Quite a lot of fun and jinks today (Saturday – this is going to be posted late) as the Other Half and I went up to London so I could sign some more stock at Goldsboro Books where the lovely David so kindly hosted Testament’s launch party last week. We also went on a hunt for Testament in local Waterstones and, I’m pleased to say found a stack of five (five!!) in the New Books section of the Piccadilly branch. I did take a picture of it on my phone but I’m having trouble downloading it on to my laptop so you’ll just have to imagine it sitting there, face out, looking at the world in a ‘buy me’ kind of way.
The dear friend who is always trying to get me to read more literary books and her daughter got (by their own admission) a bit over-excited at the sight of multiple copies of Testament in one of the two Canterbury Waterstones and texted me. Conversation with ‘the lovely book man’ revealed that ten had been bought and now only four were left. More texting ensued to relay this information. I would never have dared ask but I’m glad she did....
One of the nice things about going to London is reading on the train and today was no exception as I was looking forward to reading the last third of Faye L. Booth’s Cover the Mirrors in one go, having had to read the first two thirds piecemeal over the last couple of days.
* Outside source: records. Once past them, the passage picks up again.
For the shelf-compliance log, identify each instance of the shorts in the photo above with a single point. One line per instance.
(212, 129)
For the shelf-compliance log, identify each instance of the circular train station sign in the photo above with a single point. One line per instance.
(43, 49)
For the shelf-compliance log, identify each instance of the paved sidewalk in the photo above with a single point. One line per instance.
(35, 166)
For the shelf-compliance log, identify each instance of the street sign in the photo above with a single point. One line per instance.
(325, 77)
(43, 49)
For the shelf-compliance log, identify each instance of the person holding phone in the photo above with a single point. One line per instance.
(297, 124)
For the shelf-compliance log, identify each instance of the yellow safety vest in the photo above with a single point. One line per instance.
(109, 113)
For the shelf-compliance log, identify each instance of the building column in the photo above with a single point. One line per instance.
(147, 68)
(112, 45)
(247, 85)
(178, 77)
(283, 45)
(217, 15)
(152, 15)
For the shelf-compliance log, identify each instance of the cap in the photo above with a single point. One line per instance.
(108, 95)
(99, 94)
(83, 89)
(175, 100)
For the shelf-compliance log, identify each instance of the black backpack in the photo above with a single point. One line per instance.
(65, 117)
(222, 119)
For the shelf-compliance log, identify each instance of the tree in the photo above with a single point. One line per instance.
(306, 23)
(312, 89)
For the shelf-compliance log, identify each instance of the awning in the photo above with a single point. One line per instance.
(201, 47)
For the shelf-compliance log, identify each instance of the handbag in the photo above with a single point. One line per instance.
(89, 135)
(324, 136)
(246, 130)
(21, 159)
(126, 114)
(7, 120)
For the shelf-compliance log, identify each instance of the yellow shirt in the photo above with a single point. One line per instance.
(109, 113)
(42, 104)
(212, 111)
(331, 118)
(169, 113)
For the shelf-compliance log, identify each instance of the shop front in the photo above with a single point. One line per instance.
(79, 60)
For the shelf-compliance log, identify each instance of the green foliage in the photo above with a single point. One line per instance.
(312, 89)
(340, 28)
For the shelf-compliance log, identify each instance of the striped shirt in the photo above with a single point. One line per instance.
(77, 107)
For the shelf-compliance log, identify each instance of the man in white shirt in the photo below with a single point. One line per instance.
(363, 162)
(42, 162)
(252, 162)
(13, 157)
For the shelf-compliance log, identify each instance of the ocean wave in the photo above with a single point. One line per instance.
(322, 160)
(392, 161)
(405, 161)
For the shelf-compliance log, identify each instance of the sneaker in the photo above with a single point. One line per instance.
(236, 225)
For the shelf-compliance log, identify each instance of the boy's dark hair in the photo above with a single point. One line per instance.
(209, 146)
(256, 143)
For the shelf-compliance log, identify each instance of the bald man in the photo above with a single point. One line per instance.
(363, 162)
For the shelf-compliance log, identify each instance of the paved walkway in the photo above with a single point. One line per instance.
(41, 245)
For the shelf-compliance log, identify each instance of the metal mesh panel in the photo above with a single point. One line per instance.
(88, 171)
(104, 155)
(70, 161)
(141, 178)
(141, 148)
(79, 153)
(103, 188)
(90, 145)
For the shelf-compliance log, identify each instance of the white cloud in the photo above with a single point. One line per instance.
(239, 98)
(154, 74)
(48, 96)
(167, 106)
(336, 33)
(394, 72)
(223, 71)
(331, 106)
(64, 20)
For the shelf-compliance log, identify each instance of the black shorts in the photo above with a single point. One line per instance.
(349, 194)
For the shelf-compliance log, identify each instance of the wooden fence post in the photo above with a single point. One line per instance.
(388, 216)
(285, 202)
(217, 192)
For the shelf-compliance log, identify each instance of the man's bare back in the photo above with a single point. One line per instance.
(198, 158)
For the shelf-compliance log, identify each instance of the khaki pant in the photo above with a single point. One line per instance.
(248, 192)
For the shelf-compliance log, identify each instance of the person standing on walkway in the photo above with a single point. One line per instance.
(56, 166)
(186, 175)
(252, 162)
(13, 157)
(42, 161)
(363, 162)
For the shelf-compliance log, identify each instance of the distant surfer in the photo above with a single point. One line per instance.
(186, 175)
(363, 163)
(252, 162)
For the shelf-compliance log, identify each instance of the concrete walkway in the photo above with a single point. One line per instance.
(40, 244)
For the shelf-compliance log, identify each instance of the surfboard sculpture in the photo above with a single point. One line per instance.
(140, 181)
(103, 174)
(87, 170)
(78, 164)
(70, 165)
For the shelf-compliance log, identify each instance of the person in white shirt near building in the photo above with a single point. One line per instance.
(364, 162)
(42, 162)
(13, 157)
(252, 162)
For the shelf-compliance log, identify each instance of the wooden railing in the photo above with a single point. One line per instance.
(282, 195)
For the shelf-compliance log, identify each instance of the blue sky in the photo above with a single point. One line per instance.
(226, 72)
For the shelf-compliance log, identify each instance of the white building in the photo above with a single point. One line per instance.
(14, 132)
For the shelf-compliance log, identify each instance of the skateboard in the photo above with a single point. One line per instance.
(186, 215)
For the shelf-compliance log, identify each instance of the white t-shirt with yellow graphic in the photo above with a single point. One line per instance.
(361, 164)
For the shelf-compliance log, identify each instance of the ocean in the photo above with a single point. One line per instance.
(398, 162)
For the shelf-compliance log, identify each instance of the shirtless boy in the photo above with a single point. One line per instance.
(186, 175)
When you read a book set in the Victorian period involving a young woman with ideas above her station, a young man with an eye for the ladies and some powerful – if slightly less than honest – and independent women, you think you know what you’re going to get. The women will be brought low and taught their place, the men will go all dominant and Victorian and break out in thinking only women of loose virtue enjoy sex and the repressive mores of the time will prevail and crush.
And then you read Cover the Mirrors and you realise that all these expectations, nicely set up by Faye at the beginning, are turned on their head and you get precisely nothing that you were led, by previous experience, to expect.
The line on the back cover of the book - ‘Molly was fifteen when she began working with the dead’ - is brilliant and really sucks you in. It’s soon clear that the dead she works with are ‘on the other side’ and she is acting as their spiritual medium. And when I say ‘acting’ I use the word advisedly.
But, although the book has some lovely scenes in the séance room in which an elegant sufficiency of detail deftly moves the action forward, Cover the Mirrors is not primarily about being a medium but about being a woman who wishes to retain her independence and, at the same time, satisfy her sexual desires, in Victorian Preston.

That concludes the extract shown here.